Seeing a red error message?

Before looking in the code — do this in order:

Read the error message — which line is mentioned? Which object name appears?
Run class(object) — is it data ("data.frame") or still a connection ("tbl_duckdb_connection")?
Run names(object) — is the column named exactly what you think? A single letter or difference in capitalisation is enough to fail.
Isolate the failing line — run it alone and see what happens.
Use ?functionname — type e.g. ?colSums in the console to open the help documentation in the Help panel (bottom right). It shows what the function does, which arguments it takes, and examples.
Ask a colleague or search for the error message — see 2 — R: the bare essentials for the prioritised help list.

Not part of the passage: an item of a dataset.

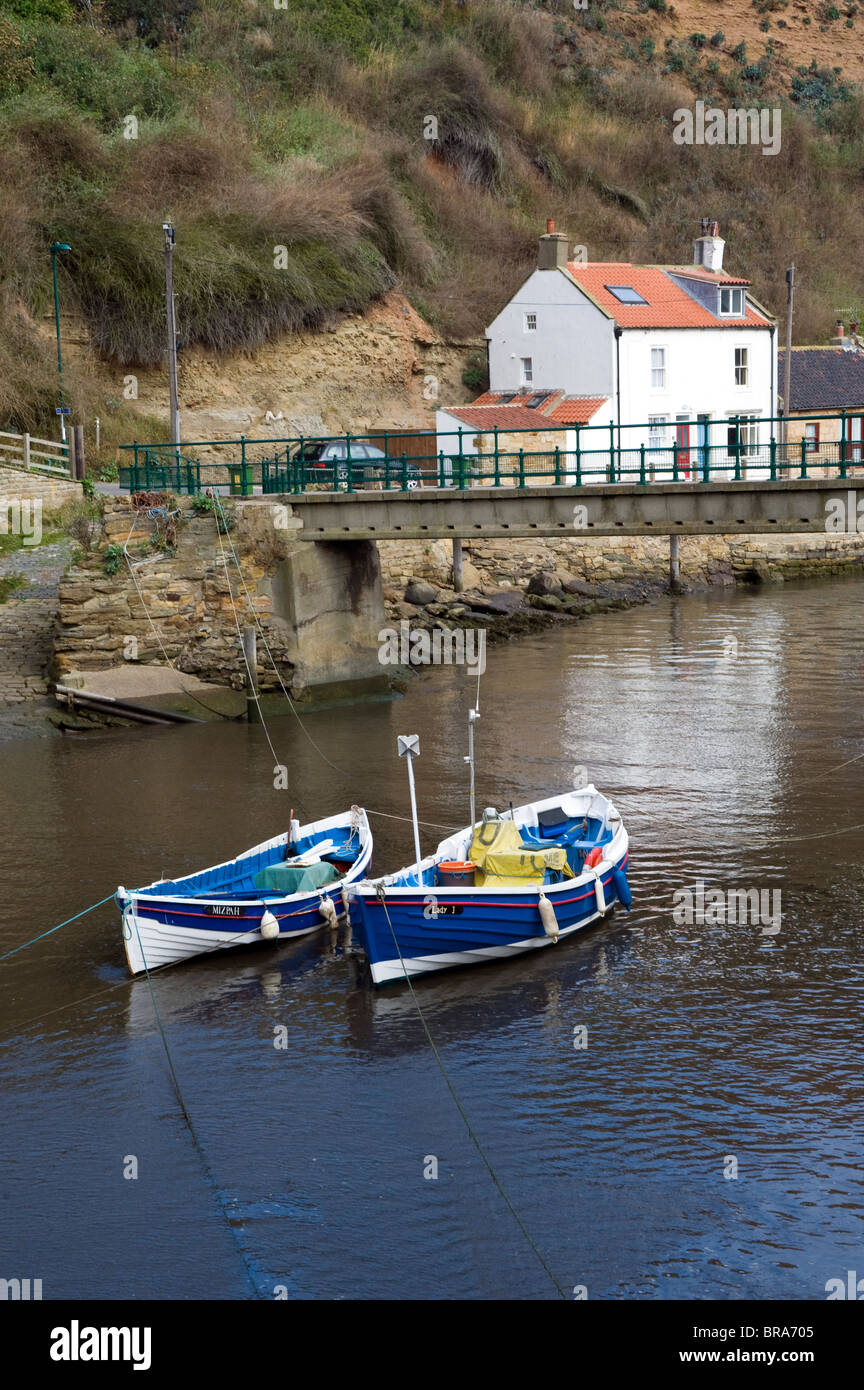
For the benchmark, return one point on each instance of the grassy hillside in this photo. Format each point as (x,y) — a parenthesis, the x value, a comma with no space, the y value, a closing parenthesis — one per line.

An overview of common error messages and what they typically mean is in Phase 15c — DST pitfalls.

See what you have

dim(bef_data)          # number of rows and columns — e.g. "1200 rows, 8 columns"
nrow(bef_data)         # number of rows only
ncol(bef_data)         # number of columns only
names(bef_data)        # column names as a vector

names() also works on a lazy Arrow object before collect() — e.g. names(bef) if you want to check which columns the register has before deciding what to select().

Example with simple data

df <- data.frame(
  pnr        = c("001", "002", "003"),
  sex        = c("M", "F", "M"),
  index_date = as.Date(c("2015-03-01", "2016-07-14", "2014-11-30"))
)

names(df)
# [1] "pnr"        "sex"        "index_date"

Understand the structure

glimpse(bef_data)      # column name, type and first values — compact and readable (requires dplyr)
str(bef_data)          # same information, but more verbose output
class(bef_data)        # object type — is data actually in R, or is it still a connection?
class(bef_data$alder)  # type for one column: "numeric", "character", "Date" etc.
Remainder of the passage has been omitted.